Executing a Valid Last Will & Testament in Florida.
Who can draft a Will in Florida?
The Testator is the person who wishes to draft the Last Will & Testament. The Testator may hire a Professional Florida Estate Planning Attorney to ensure their Estate Planning Documents are executed in accordance with the Florida Statutes.
How do I execute a Will in Florida?
The document should be labeled as your Last Will & Testament.
The document needs to be signed by the Testator in front of two Witnesses.
The witnesses should be competent adults under the Florida Statutes, and should not be considered a beneficiary under the Will.
If an Attorney drafts my Will, do I need to bring Witnesses to the document execution?
Your witnesses will depend on the Florida Estate Planning Lawyer you decide to use. Larger offices may use their staff as a Witness to your documents. However, if you decide to execute your documents on your own or at a financial institution, you will have to bring your own witnesses. A good witness is someone that can easily be found, in the event of your death.
What happens during an Estate planning document execution session?
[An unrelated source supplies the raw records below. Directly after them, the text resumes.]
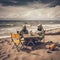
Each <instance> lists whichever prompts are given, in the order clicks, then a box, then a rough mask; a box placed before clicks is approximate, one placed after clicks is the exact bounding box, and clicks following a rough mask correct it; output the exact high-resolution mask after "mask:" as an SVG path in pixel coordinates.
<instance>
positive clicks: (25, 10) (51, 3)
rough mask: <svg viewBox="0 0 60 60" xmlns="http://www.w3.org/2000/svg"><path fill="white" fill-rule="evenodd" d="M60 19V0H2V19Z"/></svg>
mask: <svg viewBox="0 0 60 60" xmlns="http://www.w3.org/2000/svg"><path fill="white" fill-rule="evenodd" d="M1 19H7V20H9V19H11V20H60V0H0V20H1Z"/></svg>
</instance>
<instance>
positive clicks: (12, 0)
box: [0, 0, 60, 7]
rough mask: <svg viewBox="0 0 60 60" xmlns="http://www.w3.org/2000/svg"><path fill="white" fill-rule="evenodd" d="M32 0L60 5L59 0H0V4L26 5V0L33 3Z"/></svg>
mask: <svg viewBox="0 0 60 60" xmlns="http://www.w3.org/2000/svg"><path fill="white" fill-rule="evenodd" d="M34 1H36V2H40V3H44V4H48V3H50V5H49V7H54V6H56V5H60V0H0V4H1V5H3V6H9V5H16V6H17V5H26V4H27V3H28V2H30V3H33V2H34Z"/></svg>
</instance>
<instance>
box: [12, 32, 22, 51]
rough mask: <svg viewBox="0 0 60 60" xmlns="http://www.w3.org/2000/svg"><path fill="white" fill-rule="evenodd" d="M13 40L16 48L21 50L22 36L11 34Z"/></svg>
mask: <svg viewBox="0 0 60 60" xmlns="http://www.w3.org/2000/svg"><path fill="white" fill-rule="evenodd" d="M11 40H12V42H13V43H14V46H16V48H17V51H19V50H20V45H22V42H21V36H20V35H19V34H13V33H11Z"/></svg>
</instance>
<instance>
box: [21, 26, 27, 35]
mask: <svg viewBox="0 0 60 60" xmlns="http://www.w3.org/2000/svg"><path fill="white" fill-rule="evenodd" d="M23 34H28V30H27V28H26V25H24V26H23V29H22V30H21V31H20V35H23Z"/></svg>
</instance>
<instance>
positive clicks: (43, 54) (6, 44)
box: [0, 29, 60, 60]
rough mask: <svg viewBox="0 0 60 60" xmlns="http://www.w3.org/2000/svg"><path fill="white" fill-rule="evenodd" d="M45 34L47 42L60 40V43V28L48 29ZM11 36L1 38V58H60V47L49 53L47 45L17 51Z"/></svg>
mask: <svg viewBox="0 0 60 60" xmlns="http://www.w3.org/2000/svg"><path fill="white" fill-rule="evenodd" d="M48 32H49V34H48V33H46V35H45V43H46V42H48V41H53V42H55V43H56V42H58V43H59V44H60V34H58V32H60V29H55V30H51V31H48ZM10 42H11V39H10V38H2V39H0V60H60V47H58V48H59V51H58V50H55V51H51V53H47V50H48V49H46V48H44V47H45V45H43V46H42V47H41V45H39V47H38V46H37V48H36V49H34V50H30V49H26V50H24V51H23V50H21V51H20V52H17V50H16V48H15V47H14V48H13V45H12V43H10Z"/></svg>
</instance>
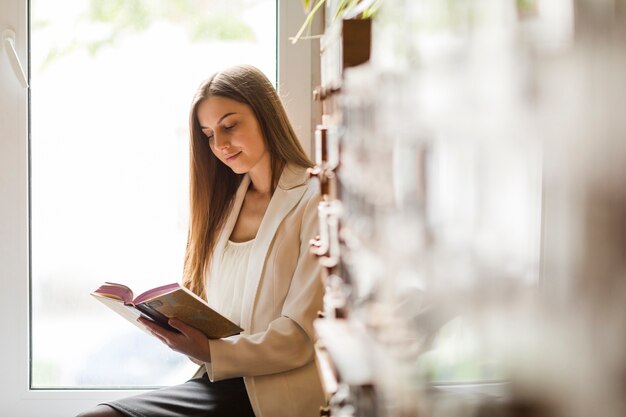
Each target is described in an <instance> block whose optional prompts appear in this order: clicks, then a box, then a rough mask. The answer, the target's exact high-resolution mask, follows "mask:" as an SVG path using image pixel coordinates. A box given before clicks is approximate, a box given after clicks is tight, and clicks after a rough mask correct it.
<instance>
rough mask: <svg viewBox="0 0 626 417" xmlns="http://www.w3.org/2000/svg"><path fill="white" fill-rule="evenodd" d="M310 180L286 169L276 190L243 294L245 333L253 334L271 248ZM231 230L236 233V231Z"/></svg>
mask: <svg viewBox="0 0 626 417" xmlns="http://www.w3.org/2000/svg"><path fill="white" fill-rule="evenodd" d="M307 178H308V175H307V173H306V170H305V169H304V168H300V167H294V166H291V165H287V166H286V167H285V168H284V169H283V173H282V175H281V177H280V181H279V183H278V187H276V190H275V191H274V195H273V196H272V199H271V200H270V204H269V205H268V207H267V210H266V212H265V215H264V216H263V220H262V221H261V225H260V226H259V230H258V232H257V235H256V238H255V240H254V243H253V246H252V250H251V252H250V258H249V260H248V270H247V274H246V283H247V285H246V287H245V288H246V290H245V292H244V294H243V299H242V312H241V327H243V328H244V332H249V331H250V329H251V325H252V312H253V309H254V302H255V299H256V293H257V290H258V287H259V282H260V280H261V275H262V273H263V266H264V265H265V261H266V258H267V256H268V249H269V247H270V244H271V243H272V240H273V239H274V235H275V234H276V230H278V227H279V226H280V224H281V223H282V221H283V219H284V218H285V216H286V215H287V214H288V213H289V212H290V211H291V209H293V208H294V207H295V206H296V204H298V202H299V201H300V199H301V198H302V196H303V195H304V192H305V191H306V188H307V187H305V184H306V179H307ZM235 219H236V216H235ZM233 227H234V224H233ZM230 230H232V227H231V229H230ZM229 235H230V234H229Z"/></svg>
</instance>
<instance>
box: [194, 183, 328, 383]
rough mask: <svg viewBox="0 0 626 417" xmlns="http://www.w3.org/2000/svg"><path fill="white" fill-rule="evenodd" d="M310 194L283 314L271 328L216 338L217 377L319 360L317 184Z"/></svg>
mask: <svg viewBox="0 0 626 417" xmlns="http://www.w3.org/2000/svg"><path fill="white" fill-rule="evenodd" d="M304 198H305V199H306V204H305V206H304V212H303V214H302V220H301V221H302V223H301V228H300V233H299V239H300V248H299V255H298V261H297V264H296V267H295V270H294V272H293V276H292V277H290V278H291V283H290V286H289V290H288V293H287V297H286V299H285V302H284V304H283V307H282V310H281V316H280V317H278V318H276V319H275V320H273V321H272V322H270V324H269V326H268V328H267V329H266V330H265V331H262V332H258V333H253V334H242V335H237V336H231V337H228V338H225V339H217V340H210V341H209V347H210V351H211V358H212V363H210V364H209V363H207V370H208V373H209V377H210V378H211V380H221V379H228V378H232V377H239V376H253V375H265V374H272V373H278V372H284V371H287V370H290V369H294V368H298V367H300V366H303V365H306V364H307V363H309V362H310V361H311V360H313V342H314V340H315V333H314V330H313V320H315V318H316V317H317V313H318V311H319V310H320V309H321V308H322V296H323V286H322V283H321V280H320V265H319V262H318V259H317V258H316V257H315V255H313V254H312V253H311V251H310V248H309V240H310V239H311V238H313V237H314V236H315V235H316V234H317V233H318V222H317V219H318V214H317V213H318V210H317V207H318V202H319V192H318V190H317V188H316V187H311V189H310V190H308V191H307V193H306V194H305V197H304Z"/></svg>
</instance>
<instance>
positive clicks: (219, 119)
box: [200, 112, 237, 129]
mask: <svg viewBox="0 0 626 417" xmlns="http://www.w3.org/2000/svg"><path fill="white" fill-rule="evenodd" d="M233 114H237V112H230V113H226V114H225V115H223V116H222V117H220V118H219V120H218V121H217V124H218V125H219V124H220V123H222V120H224V119H225V118H227V117H228V116H232V115H233ZM200 129H210V127H207V126H202V125H200Z"/></svg>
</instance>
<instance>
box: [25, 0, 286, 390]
mask: <svg viewBox="0 0 626 417" xmlns="http://www.w3.org/2000/svg"><path fill="white" fill-rule="evenodd" d="M30 13H31V15H30V19H31V42H30V43H31V87H32V92H31V234H32V238H31V243H32V246H31V251H32V252H31V254H32V258H31V259H32V269H31V271H32V287H31V288H32V369H31V373H32V386H33V388H65V387H79V388H80V387H85V388H89V387H109V386H110V387H113V386H114V387H119V386H129V387H130V386H133V387H135V386H155V385H168V384H172V383H176V382H180V381H182V380H184V379H185V378H187V377H190V376H191V374H192V373H193V370H194V368H195V365H193V364H192V363H191V362H190V361H189V360H188V359H187V358H184V357H182V355H177V354H174V353H172V352H171V351H169V349H167V348H166V347H165V346H164V345H162V344H161V343H160V342H159V341H157V340H155V339H154V338H152V337H150V336H148V335H145V334H143V333H141V332H140V331H138V329H137V328H135V327H134V326H132V324H129V323H127V322H126V321H125V320H123V319H121V318H120V317H119V316H117V315H116V314H113V313H112V312H111V311H109V310H108V309H107V308H106V307H104V306H103V305H102V304H100V303H99V302H98V301H96V300H94V299H93V298H92V297H90V296H89V293H90V292H91V291H93V290H94V289H95V288H97V287H98V286H99V285H100V284H101V283H102V282H103V281H113V282H121V283H125V284H129V285H130V286H131V287H132V288H133V290H135V291H137V292H141V290H142V289H148V288H151V287H154V286H157V285H160V284H167V283H170V282H175V281H179V280H180V278H181V272H182V263H183V255H184V249H185V243H186V233H187V230H186V227H187V174H188V155H187V152H188V145H187V142H188V137H187V134H188V127H187V126H188V118H189V113H188V112H189V105H190V103H191V100H192V97H193V94H194V92H195V90H196V88H197V86H198V85H199V83H200V82H201V81H202V80H203V79H205V78H207V77H208V76H209V75H210V74H211V73H212V72H214V71H216V70H218V69H220V68H223V67H225V66H228V65H232V64H237V63H249V64H252V65H255V66H257V67H258V68H260V69H261V70H262V71H263V72H265V74H266V75H267V76H268V77H269V78H270V80H273V81H274V80H275V78H276V75H275V74H276V2H275V1H274V0H230V1H222V0H182V1H177V0H169V1H168V0H133V1H126V0H90V1H84V0H72V1H65V2H64V3H63V6H62V7H59V5H58V4H57V3H56V2H48V1H43V0H32V1H31V3H30Z"/></svg>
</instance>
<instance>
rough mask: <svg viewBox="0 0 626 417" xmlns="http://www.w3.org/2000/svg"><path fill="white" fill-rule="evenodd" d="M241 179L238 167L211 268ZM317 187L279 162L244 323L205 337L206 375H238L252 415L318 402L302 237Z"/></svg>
mask: <svg viewBox="0 0 626 417" xmlns="http://www.w3.org/2000/svg"><path fill="white" fill-rule="evenodd" d="M249 184H250V178H249V177H248V176H247V175H246V176H245V177H244V179H243V181H242V183H241V185H240V187H239V189H238V191H237V194H236V196H235V200H234V205H233V209H232V211H231V213H230V215H229V216H228V218H227V220H226V223H225V225H224V228H223V230H222V232H221V234H220V236H219V238H218V240H217V245H216V248H215V252H214V254H213V259H212V267H211V271H217V270H219V266H220V265H219V261H220V260H221V258H222V252H223V250H224V247H225V245H226V242H227V240H228V238H229V237H230V235H231V233H232V230H233V228H234V226H235V222H236V220H237V217H238V215H239V210H240V209H241V206H242V203H243V200H244V196H245V194H246V190H247V188H248V185H249ZM319 195H320V193H319V185H318V181H317V180H314V179H311V180H309V179H308V174H307V172H306V169H304V168H300V167H295V166H292V165H287V166H286V167H285V169H284V170H283V173H282V175H281V177H280V180H279V183H278V187H277V188H276V190H275V191H274V194H273V196H272V199H271V201H270V203H269V206H268V207H267V211H266V213H265V216H264V217H263V221H262V222H261V225H260V227H259V230H258V232H257V235H256V238H255V241H254V243H253V246H252V249H251V253H250V259H249V264H248V270H247V274H246V280H247V282H248V283H249V285H247V288H248V289H249V290H247V291H246V293H245V294H243V300H242V302H243V309H242V317H241V322H242V323H241V327H243V328H244V331H243V333H242V334H240V335H237V336H232V337H227V338H224V339H217V340H210V341H209V345H210V348H211V363H207V364H205V366H206V369H207V373H208V375H209V378H210V379H211V381H219V380H222V379H228V378H234V377H242V376H243V377H244V381H245V384H246V389H247V391H248V396H249V397H250V402H251V403H252V408H253V409H254V413H255V415H256V416H257V417H309V416H310V417H318V416H319V407H320V406H321V405H323V403H324V395H323V392H322V387H321V383H320V380H319V374H318V372H317V369H316V366H315V363H314V351H313V342H314V340H315V334H314V331H313V320H314V319H315V318H316V316H317V312H318V311H320V310H321V309H322V295H323V287H322V283H321V280H320V277H319V273H320V267H319V263H318V261H317V259H316V257H315V256H314V255H312V254H311V253H310V251H309V240H310V239H311V238H312V237H314V236H315V235H316V234H317V233H318V230H317V229H318V223H317V218H318V215H317V206H318V202H319V199H320V197H319ZM211 271H209V275H208V279H211V278H212V276H211Z"/></svg>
Depending on the Estate Planning Lawyer, the document signing may or may not be recorded. Witnesses, a Florida Notary Public, and the Testator are all present during this session. The Testator makes the Witnesses aware that he/she is executing their Last Will & Testament. The document must be initialed by the testator and dated at the bottom of each page. The Testator then signs the last page of the Will and dates the document, in the presence of both Witnesses. The Witnesses then sign in the presence of each other and the Testator. It is important these documents be executed correctly to be valid.
Why do I need a Self-Proving Affidavit in Florida?
Florida allows a Self-Proving Affidavit to court as evidence the Testator’s Last Will & Testament was executed by the Testator. A Florida Self-Proving Affidavit is a separate document from the Last Will & Testament. The Last Will & Testament is considered legal once executed properly. The Self-Proving Affidavit should be executed at the same time, since the requirements are similar to executing the Last Will & Testament. A Florida Self-Proving Affidavit must be signed by the Testator, both Witnesses and a Florida Notary Public. In the event the a Codicil is filed, or a new Last Will & Testament, a new Florida Self-Proving Affidavit should be executed to save loved ones time during the Florida Probate process.
Does my Will need to be recorded in the Florida County Recorder’s Office?
A Testator does not need to file their Last Will & Testament with the County Recorder’s office in Florida. The original document should be should be kept in a safe place, where your personal representative can get to it. You can distribute copies to the Personal Representative and Beneficiaries if you decide to, however it is not required.
When should I change my Last Will & Testament?
In Florida, a change of the Last Will & Testament is termed as a Codicil. A Codicil can be filed if the Testator is making minor changes, however if the Testator needs to make major changes, a Last Will & Testament should be re-written. The new document will revoke the prior Will on behalf of the Testator. A codicil should be filed when the Testator encounters a major life change, like marriage, adoption, death of a beneficiary or personal representative, or additional property acquisitions.